Information on what tasks to perform is read from the MetaDirectory database and processed by the dispatcher.
- Assemblies: Kungsbacka.DS, Kungsbacka.AccountTasks, Kungsbacka.CommonExtensions, EPPlus and Newtonsoft Json
- Databases: MetaDirectory and ADEvents (logging)
- Create a service account (preferably a Managed Service Account) with the appropriate permissions (see below)
- Create a folder on a server and copy/clone LifecycleManager to the folder
- Create a subfolder called lib and copy DLLs for the assemblies above to the folder (Kungsbacka.DS.dll, Kungsbacka.AccountTasks.dll, Kungsbacka.CommonExtensions.dll, EPPlus.dll and Newtonsoft.Json.dll).
- Rename Config.example.ps1 to Config.ps1 and update it with settings for your environment.

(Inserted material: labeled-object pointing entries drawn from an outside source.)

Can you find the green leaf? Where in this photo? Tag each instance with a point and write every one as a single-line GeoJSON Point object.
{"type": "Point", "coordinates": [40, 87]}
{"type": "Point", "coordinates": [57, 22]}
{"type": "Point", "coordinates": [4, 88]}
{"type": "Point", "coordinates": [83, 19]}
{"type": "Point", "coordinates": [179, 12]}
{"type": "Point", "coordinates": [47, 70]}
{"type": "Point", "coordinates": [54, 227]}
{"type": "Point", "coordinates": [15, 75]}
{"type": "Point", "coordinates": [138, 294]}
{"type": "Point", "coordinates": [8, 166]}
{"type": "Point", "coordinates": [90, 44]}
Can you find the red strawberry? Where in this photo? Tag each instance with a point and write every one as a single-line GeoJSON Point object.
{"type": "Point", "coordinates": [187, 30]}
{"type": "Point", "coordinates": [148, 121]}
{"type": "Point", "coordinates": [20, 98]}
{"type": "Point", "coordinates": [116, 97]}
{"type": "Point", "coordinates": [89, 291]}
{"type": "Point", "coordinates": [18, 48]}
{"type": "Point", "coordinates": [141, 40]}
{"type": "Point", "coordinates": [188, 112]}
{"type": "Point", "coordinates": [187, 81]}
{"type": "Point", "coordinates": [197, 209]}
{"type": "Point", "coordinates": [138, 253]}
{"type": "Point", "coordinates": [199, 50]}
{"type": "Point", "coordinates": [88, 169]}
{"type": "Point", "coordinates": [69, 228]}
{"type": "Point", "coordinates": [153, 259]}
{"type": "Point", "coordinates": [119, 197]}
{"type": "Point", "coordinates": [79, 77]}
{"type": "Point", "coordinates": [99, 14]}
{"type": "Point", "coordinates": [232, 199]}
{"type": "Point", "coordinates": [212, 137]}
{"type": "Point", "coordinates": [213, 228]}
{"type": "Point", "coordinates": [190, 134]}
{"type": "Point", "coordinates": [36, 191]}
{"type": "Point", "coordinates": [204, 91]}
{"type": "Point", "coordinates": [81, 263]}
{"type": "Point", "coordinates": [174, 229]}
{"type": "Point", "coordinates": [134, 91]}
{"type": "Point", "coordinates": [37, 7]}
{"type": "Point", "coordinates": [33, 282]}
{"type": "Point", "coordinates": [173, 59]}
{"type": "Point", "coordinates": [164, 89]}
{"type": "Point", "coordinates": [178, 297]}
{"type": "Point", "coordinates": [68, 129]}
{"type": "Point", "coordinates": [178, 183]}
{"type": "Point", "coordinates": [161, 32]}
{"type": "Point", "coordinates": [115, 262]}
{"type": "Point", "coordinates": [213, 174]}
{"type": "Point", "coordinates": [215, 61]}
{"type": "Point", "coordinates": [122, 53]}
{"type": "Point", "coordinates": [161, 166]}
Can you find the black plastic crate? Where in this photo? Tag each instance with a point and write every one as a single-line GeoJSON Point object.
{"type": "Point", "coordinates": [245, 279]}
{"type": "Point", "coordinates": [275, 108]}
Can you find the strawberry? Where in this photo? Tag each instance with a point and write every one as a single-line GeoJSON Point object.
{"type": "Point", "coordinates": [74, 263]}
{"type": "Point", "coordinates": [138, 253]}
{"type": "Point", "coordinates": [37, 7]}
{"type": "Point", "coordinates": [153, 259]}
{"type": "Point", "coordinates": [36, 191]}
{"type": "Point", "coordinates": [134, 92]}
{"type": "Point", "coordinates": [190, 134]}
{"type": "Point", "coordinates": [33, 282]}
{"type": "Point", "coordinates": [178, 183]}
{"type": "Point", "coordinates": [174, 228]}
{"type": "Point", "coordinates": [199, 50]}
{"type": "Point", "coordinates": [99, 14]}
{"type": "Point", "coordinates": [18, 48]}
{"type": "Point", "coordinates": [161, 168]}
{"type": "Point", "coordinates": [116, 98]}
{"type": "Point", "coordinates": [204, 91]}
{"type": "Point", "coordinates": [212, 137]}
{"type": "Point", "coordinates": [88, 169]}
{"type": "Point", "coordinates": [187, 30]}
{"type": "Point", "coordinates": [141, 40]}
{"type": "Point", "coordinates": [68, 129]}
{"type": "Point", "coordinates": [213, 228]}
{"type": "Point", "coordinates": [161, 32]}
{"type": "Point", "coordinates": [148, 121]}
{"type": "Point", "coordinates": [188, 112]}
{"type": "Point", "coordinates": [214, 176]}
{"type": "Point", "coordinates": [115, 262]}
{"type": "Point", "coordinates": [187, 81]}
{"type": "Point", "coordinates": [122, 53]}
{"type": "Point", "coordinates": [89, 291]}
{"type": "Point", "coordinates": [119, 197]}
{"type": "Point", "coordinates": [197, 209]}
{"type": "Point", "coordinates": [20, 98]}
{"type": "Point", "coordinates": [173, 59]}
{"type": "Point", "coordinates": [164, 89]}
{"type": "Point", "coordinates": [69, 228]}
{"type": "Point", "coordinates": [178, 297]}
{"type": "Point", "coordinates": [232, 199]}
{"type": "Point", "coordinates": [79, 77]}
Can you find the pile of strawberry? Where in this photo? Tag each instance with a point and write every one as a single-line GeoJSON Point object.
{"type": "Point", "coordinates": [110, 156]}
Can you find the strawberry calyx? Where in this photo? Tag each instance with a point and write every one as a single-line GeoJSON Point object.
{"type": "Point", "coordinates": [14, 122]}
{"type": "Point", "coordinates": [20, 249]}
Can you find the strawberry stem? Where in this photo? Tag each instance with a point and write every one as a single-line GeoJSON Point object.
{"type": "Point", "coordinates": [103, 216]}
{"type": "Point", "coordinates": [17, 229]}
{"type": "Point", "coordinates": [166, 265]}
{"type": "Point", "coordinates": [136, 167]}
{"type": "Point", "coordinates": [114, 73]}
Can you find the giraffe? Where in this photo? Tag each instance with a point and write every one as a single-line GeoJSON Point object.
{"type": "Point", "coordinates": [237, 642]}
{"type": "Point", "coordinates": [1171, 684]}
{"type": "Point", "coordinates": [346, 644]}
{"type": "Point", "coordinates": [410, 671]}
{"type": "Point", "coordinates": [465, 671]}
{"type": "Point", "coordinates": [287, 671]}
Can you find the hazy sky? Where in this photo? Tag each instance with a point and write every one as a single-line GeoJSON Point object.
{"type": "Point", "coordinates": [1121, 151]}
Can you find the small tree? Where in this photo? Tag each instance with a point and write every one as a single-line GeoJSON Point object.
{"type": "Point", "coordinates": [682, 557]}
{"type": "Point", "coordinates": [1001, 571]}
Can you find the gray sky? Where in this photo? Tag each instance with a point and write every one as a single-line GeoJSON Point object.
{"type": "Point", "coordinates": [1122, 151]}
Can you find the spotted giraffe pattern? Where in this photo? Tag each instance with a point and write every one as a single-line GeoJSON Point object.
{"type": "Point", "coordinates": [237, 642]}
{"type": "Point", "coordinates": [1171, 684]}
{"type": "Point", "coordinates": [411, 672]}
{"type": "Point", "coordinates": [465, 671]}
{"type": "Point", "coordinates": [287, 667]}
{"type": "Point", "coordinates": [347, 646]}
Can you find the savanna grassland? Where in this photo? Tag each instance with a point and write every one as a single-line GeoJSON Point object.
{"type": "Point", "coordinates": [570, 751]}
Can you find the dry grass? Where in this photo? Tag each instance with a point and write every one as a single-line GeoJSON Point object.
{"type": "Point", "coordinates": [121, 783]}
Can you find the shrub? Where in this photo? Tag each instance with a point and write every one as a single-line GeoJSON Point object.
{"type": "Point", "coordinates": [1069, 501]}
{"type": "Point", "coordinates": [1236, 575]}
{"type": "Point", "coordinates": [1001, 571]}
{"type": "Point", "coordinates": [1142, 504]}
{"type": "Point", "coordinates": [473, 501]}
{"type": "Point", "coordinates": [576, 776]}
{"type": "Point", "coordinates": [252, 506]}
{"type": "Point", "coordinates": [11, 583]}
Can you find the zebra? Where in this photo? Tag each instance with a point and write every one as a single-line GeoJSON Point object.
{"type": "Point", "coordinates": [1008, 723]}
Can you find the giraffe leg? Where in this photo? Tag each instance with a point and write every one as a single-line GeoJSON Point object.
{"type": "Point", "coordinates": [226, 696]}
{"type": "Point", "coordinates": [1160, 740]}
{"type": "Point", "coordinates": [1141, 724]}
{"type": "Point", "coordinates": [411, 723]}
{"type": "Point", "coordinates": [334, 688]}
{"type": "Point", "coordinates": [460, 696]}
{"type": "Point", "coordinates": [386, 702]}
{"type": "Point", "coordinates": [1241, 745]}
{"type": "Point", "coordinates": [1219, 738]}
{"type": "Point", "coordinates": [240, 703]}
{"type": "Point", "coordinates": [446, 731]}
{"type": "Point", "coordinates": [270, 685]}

- Register a new event source on the server: [System.Diagnostics.EventLog]::CreateEventSource('LifecycleManager', 'Application')
- Register a scheduled task (see below)
This is a template script for creating a scheduled task that runs Lifecycle Manager
Register-ScheduledTask `
-TaskName 'LifecycleManager' `
-TaskPath '\' `
-Description 'Creates, deletes and updates user accounts in Active Directory.' `
-Principal (New-ScheduledTaskPrincipal -UserId '<service account>' -LogonType Password) `
-Trigger (New-ScheduledTaskTrigger -At 02:00 -Daily) `
-Action (New-ScheduledTaskAction `
-Execute 'powershell.exe' `
-Argument '-Command "<path to Dispatcher.ps1>"' `
-WorkingDirectory '<script folder path>') `
-Settings (New-ScheduledTaskSettingsSet -StartWhenAvailable)
The following permissions are needed for the account running the script:
- Read/write in script folder. Reports are created temporarily in this folder before they are sent.
- Manage users in Active Directory (create, uppdate and remove)
- Read/write in databases MetaDirectory and ADEvents
- Start SQL Agent job for Active Directory import
This solution is tailored specifically for Kungsbacka municipality. Schema for the two databases are not included here, but may get published later.